Nevertheless, many trading opportunities exist among both the major and the minor currency pairs.
Each major currency pair tends to have its own characteristic trading style. For example, EUR/USD is highly liquid and tends to move in long sweeping trends which can be readily identified. On the other hand, GBP/USD or sometimes also called Cable tends to be much more volatile, and so many times it can be harder to read the chart and trade.
Technical and Fundamental Market Research
Once the trader has identified the optimum currency pairs to trade, they are then ready to research the currency pairs which they will be trading. Many successful traders use a combination of technical and fundamental analysis in their research.
Often, traders will use technicals for timing entries and exits, while the fundamentals can be used to forecast longer term exchange rate movements.
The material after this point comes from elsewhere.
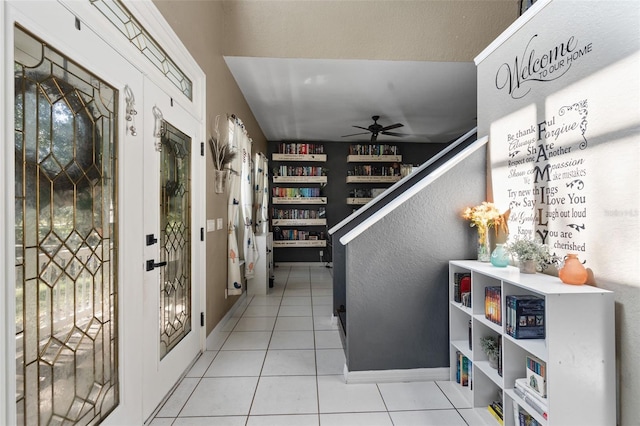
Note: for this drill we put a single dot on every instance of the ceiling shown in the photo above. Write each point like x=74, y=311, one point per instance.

Both of these market research techniques are popular and each has its advantages and drawbacks.
As a result, many traders prefer to use both types of analysis to a degree and will usually look for agreement between them as a basis for initiating a trading position.
The Trend is your Friend
An often repeated phrase among forex market professionals is “the trend is your friend”. This trading maxim summarizes a trend trader’s trading technique very well. Indeed, trading with the trend is still the most profitable way to trade the Forex market and the best advice that can be given to a trader, no matter how cliché it may sound.
Accordingly, identifying the direction of the underlying trend represents the first hurdle for the trader to clear.
Discerning the Trend
Perhaps the most efficient way to identify a forex trend consists in examining graphs or charts of the exchange rate for a currency pair as it evolves over time. Technical analysis of exchange rate behavior makes up the first line of approach that many forex traders use when determining the market’s trend.
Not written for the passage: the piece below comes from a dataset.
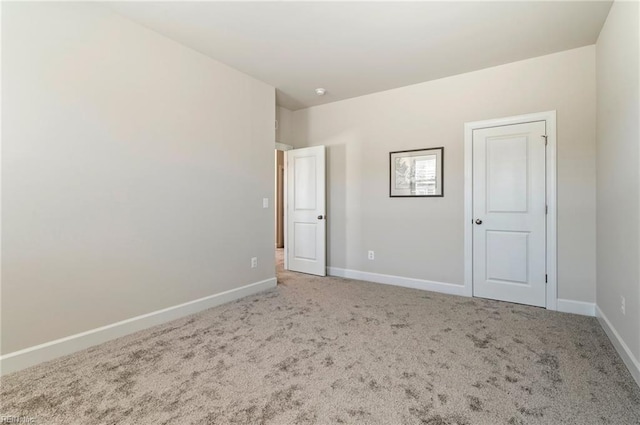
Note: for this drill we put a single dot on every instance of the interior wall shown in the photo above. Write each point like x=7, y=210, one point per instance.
x=423, y=238
x=133, y=172
x=284, y=129
x=618, y=147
By examining price charts and perhaps drawing lines between successively higher highs and higher lows for an uptrend or lower highs and lower lows for a downtrend, the technical trader can assess whether the prevailing trend in the market is higher, lower or sideways overall.
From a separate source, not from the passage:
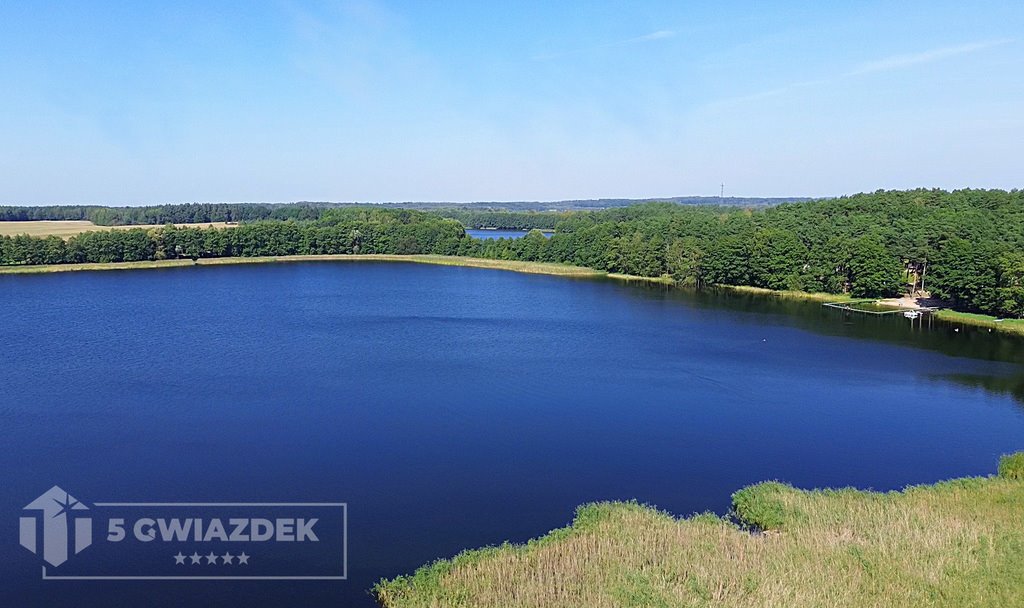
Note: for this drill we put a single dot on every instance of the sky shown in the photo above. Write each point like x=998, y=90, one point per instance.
x=371, y=100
Trends can also occur on different time frames, such as long term, medium term, and short term.
Traders will draw lines between successively higher highs and higher lows to identify an uptrend and lower highs and lower lows to discern a downtrend
Trading the Trend
Once the trader has correctly identified the current trend’s direction, they will generally seek to establish a position that will profit from the trend’s continuation, while placing Stop-Losses at points that would indicate the trend is reversing.
Several different possibilities on how to trade the newly identified trend exist for the trader.
The first consideration involves what kind of strategy the trader will be using to take advantage of the trend.
While most traders will seek to buy to profit from up trends and sell to profit from declining trends, the exact type of trading strategy used by the trader may also depend on whether the time frame of the identified trend is short, medium or long-term in nature.
Finally, trading trends successfully is likely to require a combination of technical and fundamental research. The large trends in the Forex market are driven by fundamentals and in order to capture them it’s best to keep the fundamentals in check rather than focusing solely on technicals.